# Adams Archery



## Huntinggirl (Aug 3, 2006)

I know that they have been packed lately but is anyone going up to shoot this weekend?


----------



## nockedup (Jul 15, 2008)

Capitol Archery FTW


----------



## Huntinggirl (Aug 3, 2006)

Shoot at Capitol every once in a while (shot league on Tuesdays) but I have a bow in lay-a-way up at Adams, so I will be shooting there until I get it out....:lol:

Surprisingly enough they were not all that busy when I was up there today.
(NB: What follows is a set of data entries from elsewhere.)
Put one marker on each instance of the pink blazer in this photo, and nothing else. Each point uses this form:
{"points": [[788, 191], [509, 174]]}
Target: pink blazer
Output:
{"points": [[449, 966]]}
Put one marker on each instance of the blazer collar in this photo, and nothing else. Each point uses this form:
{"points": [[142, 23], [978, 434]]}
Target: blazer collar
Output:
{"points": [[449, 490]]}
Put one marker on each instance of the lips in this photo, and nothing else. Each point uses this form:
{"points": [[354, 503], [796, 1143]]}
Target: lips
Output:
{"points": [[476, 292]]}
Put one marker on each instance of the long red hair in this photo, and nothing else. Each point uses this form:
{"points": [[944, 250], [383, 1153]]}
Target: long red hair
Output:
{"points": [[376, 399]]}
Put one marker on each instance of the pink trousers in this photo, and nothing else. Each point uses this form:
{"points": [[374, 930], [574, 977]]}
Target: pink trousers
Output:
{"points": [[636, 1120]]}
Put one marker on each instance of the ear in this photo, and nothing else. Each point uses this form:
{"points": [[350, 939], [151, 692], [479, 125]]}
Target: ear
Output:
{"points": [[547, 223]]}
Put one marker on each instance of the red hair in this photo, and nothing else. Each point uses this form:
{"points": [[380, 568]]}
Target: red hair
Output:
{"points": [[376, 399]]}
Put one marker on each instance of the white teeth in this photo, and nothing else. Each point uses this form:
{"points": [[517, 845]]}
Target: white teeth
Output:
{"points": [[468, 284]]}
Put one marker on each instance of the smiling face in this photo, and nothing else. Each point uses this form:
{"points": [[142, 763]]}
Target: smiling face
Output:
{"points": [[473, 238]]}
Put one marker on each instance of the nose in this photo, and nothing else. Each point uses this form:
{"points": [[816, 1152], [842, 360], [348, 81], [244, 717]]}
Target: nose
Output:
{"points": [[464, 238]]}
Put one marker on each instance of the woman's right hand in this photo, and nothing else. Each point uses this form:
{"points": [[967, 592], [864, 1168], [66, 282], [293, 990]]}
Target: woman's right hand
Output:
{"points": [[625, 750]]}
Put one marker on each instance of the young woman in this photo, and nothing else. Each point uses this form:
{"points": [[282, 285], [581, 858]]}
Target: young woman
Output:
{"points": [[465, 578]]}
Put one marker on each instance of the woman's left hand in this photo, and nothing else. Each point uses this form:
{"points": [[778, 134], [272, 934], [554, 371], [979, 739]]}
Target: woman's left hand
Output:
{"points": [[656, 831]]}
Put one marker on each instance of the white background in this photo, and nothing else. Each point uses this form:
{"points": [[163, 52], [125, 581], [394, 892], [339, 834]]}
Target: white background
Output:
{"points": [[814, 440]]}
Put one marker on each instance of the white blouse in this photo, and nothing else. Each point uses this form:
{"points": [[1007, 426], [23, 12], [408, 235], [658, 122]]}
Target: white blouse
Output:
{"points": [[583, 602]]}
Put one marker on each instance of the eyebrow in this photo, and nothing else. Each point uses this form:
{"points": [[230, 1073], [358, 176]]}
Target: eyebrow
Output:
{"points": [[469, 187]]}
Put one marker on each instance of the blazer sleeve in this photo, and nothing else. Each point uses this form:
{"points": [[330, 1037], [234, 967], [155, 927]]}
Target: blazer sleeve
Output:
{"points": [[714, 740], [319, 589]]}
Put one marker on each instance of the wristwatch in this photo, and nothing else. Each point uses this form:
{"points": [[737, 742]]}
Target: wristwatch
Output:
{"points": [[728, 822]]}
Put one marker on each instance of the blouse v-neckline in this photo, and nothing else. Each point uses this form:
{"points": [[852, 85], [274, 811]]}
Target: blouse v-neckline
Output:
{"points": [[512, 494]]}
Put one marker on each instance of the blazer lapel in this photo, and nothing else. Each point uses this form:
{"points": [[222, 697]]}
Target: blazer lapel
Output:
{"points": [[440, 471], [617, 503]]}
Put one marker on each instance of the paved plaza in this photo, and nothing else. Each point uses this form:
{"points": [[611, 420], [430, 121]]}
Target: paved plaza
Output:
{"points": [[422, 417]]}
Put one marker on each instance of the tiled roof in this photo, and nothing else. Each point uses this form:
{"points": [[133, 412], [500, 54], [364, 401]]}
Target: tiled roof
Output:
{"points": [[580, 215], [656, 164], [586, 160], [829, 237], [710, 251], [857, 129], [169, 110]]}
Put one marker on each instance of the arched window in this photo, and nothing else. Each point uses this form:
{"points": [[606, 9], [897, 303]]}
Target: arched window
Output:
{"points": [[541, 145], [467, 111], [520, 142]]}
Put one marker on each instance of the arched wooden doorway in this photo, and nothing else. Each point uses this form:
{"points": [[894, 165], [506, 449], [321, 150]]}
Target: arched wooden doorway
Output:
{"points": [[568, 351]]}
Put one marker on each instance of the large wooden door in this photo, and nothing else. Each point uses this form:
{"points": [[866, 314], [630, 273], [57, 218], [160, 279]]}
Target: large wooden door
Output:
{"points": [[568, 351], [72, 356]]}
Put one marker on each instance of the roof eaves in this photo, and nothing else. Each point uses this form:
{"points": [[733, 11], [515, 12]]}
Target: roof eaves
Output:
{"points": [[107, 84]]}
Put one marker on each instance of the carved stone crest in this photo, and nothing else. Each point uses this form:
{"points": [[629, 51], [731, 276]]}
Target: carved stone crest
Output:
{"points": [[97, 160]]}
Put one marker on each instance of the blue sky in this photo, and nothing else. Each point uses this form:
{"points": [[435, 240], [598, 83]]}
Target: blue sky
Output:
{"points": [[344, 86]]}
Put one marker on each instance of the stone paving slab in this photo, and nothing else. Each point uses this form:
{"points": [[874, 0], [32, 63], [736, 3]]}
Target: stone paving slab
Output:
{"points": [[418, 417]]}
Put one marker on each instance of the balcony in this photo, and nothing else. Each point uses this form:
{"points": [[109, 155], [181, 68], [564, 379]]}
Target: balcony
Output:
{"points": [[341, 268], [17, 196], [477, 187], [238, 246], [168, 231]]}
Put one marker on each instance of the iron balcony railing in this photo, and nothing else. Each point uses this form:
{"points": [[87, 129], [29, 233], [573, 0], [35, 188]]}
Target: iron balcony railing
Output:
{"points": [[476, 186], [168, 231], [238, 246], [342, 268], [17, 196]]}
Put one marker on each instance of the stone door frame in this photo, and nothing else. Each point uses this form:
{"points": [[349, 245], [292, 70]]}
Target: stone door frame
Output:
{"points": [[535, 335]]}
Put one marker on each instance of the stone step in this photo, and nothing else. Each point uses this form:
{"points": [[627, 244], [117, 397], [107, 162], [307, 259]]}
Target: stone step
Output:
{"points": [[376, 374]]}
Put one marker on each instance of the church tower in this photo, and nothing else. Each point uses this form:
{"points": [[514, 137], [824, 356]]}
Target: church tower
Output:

I am guessing that will change tomorrow.


----------



## hedaman (Jan 21, 2007)

I'll be there Sunday at noon :chillin:


----------



## Huntinggirl (Aug 3, 2006)

Hey me too !!!


----------



## jjc155 (Oct 16, 2005)

Shot indoor paper there (Adams) yesterday and was planning on some 3d on sunday, but with all the rain I think I will pass (gets kinda mucky and buggy on the course when it rains alot). 

J-


----------



## nockedup (Jul 15, 2008)

ftw= for the win


----------



## Huntinggirl (Aug 3, 2006)

jjc155 said:


> Shot indoor paper there (Adams) yesterday and was planning on some 3d on sunday, but with all the rain I think I will pass (gets kinda mucky and buggy on the course when it rains alot).
> 
> J-


I was up there on Saturday...in-doors trying to help a 10 year old learn to shoot her bow.
Shot in-doors on Sunday as well.


----------



## Huntinggirl (Aug 3, 2006)

nockedup said:


> ftw= for the win


 
Gotcha


----------